Der Osten ist der bevorzugte Arbeitsplatz von Autodieben. Das zeigt die aktuelle Studie des Internetportals preisvergleich.de. Knapp 60 Prozent der ermittelten Autoklau-Hochburgen liegen demnach in den neuen Bundesländern. Die Top-Ten bestreiten sogar acht ostdeutsche Städte. Basis der Analyse: Die bei der Polizei gemeldeten Autodiebstähle in 120 Städten wurden mit der Anzahl der zugelassenen Fahrzeuge in Zusammenhang gesetzt.

Rang eins und zwei im Bundesranking für 2013 belegen die Grenzstädte Frankfurt (Oder) und Görlitz. Dort verschwanden im vergangenen Jahr 283 beziehungsweise 183 Autos von den Straßen. Weitere Großstädte in Brandenburg und Sachsen tauchen in den Top-Ten auf: Potsdam auf Platz vier, direkt gefolgt von Dresden und Leipzig auf Rang neun. In Berlin verschwanden im vergangenen Jahr die meisten Autos. 6659-mal schlugen Diebe in der Hauptstadt zu. In Relation gesetzt bedeutet das Platz drei im Städtevergleich.

Cottbus schafft es in der Statistik mit 173 gestohlenen Fahrzeugen auf Platz sechs. Zwar war der Autoklau im vergangenen Jahr geringfügig zurückgegangen. Doch 2014 verheißt nichts Gutes: Der Polizei zufolge verschwanden von Januar bis September 222 Fahrzeuge. Das sind doppelt so viele wie im Vergleichszeitraum 2013 und bereits mehr als im gesamten vergangenen Jahr.

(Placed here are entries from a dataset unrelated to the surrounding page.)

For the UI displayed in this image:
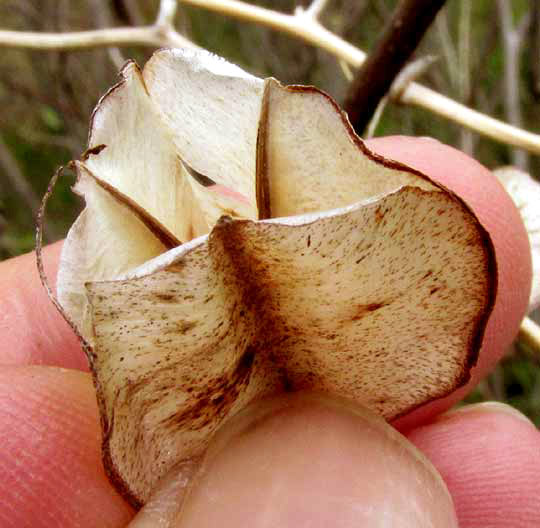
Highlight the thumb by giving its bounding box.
[130,394,457,528]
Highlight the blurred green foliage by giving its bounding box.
[0,0,540,425]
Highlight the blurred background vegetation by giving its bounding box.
[0,0,540,425]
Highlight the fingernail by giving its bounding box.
[173,394,457,528]
[439,402,536,427]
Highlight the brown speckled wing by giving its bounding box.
[88,187,494,504]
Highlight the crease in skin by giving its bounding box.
[165,393,456,528]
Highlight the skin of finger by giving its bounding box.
[0,366,133,528]
[408,406,540,528]
[367,136,532,430]
[171,394,457,528]
[0,242,88,370]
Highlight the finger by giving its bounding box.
[362,136,531,429]
[130,394,457,528]
[0,366,132,528]
[0,242,88,370]
[408,404,540,528]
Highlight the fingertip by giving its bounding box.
[408,403,540,528]
[150,393,457,528]
[0,242,88,370]
[0,366,132,528]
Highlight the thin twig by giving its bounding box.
[0,26,193,51]
[0,0,540,154]
[295,0,328,19]
[344,0,445,133]
[178,0,540,154]
[497,0,529,171]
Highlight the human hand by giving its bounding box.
[0,138,540,528]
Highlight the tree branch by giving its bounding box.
[0,0,540,154]
[178,0,540,154]
[344,0,445,133]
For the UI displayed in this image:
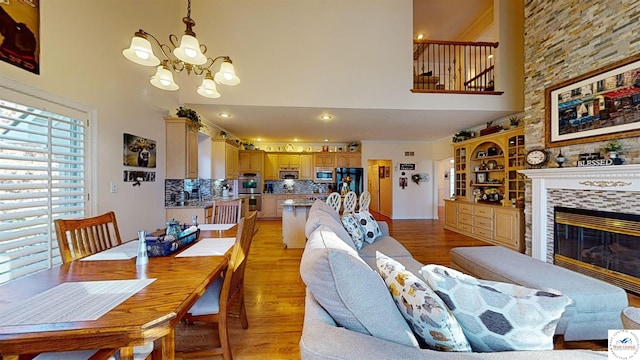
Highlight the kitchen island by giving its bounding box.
[165,195,249,224]
[280,199,314,249]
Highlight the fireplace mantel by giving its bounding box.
[518,164,640,261]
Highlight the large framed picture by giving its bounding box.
[545,54,640,147]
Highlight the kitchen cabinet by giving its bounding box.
[278,154,300,169]
[164,118,199,179]
[239,150,264,173]
[313,152,336,167]
[336,152,362,167]
[300,154,313,180]
[444,200,524,252]
[263,153,280,180]
[258,194,278,218]
[198,138,240,179]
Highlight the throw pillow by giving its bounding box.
[420,265,571,352]
[355,210,382,244]
[376,252,471,352]
[341,214,364,250]
[300,227,418,348]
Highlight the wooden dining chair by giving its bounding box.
[358,191,371,211]
[327,193,342,212]
[55,211,122,264]
[343,191,358,214]
[176,211,257,360]
[211,199,242,224]
[48,211,154,360]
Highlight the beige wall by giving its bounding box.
[0,0,180,239]
[524,0,640,253]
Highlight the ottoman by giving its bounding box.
[451,246,629,341]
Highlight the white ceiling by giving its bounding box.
[188,0,498,143]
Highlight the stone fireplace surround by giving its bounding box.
[520,164,640,263]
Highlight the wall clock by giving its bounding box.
[525,149,549,167]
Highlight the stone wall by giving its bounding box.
[524,0,640,253]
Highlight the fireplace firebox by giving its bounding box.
[554,206,640,294]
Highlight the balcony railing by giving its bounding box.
[411,40,502,94]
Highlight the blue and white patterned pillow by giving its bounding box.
[355,211,382,244]
[420,265,572,352]
[376,251,471,352]
[340,214,364,250]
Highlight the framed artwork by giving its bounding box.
[123,133,156,168]
[0,0,40,74]
[545,54,640,147]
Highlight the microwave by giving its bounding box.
[313,167,333,183]
[280,170,300,180]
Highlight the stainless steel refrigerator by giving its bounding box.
[336,168,364,196]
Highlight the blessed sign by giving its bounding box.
[576,153,615,167]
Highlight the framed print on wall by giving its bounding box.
[545,54,640,147]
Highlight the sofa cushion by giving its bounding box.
[376,252,471,352]
[340,214,364,250]
[300,226,418,347]
[355,210,382,244]
[309,200,340,221]
[304,210,356,250]
[421,265,571,352]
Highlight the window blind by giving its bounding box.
[0,98,88,284]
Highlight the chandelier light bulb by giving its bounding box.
[149,65,180,91]
[173,34,207,65]
[122,36,160,66]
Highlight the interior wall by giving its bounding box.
[362,141,437,219]
[524,0,640,253]
[0,0,181,239]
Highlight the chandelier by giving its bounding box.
[122,0,240,99]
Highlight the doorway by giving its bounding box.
[367,160,393,218]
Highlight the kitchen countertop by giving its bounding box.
[164,195,251,209]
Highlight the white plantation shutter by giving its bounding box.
[0,97,88,284]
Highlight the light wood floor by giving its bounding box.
[175,210,640,360]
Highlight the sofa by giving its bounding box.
[300,200,607,360]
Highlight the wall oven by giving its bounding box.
[313,167,334,183]
[238,173,262,211]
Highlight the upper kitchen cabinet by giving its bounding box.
[164,118,199,179]
[313,152,336,167]
[263,153,280,180]
[239,150,264,173]
[336,152,362,167]
[198,138,240,179]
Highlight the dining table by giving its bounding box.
[0,225,237,360]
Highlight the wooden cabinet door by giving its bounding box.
[493,208,523,251]
[264,154,280,180]
[314,153,335,167]
[300,155,313,180]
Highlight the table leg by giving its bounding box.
[151,329,176,360]
[120,346,133,360]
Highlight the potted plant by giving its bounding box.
[176,106,202,129]
[509,116,520,129]
[602,140,622,159]
[453,130,473,142]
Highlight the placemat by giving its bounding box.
[176,238,236,257]
[0,279,156,326]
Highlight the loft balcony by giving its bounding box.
[411,40,503,95]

Die Untersuchung belegt, dass die Auto-Schieber vor allem dort aktiv sind, wo kurze und schnelle Fluchtwege und offene Grenzen die Taten erleichtern. Auffällig hoch ist in den beiden Grenzstädten der Anteil der ausländischen Tatverdächtigen. In Görlitz liegt er bei 80 Prozent, in Frankfurt (Oder) gar bei über 90 Prozent. Die Versuchung auf schnelles Geld scheint dort besonders groß, brauchen die Diebe dort doch kaum mehr als fünf Minuten bis zur Grenze. In Cottbus kommt der Statistik zufolge knapp die Hälfte der Tatverdächtigen aus dem Ausland. Der Erfahrung der Soko Grenze zufolge stammen sie in der Region zumeist aus Polen und Litauen.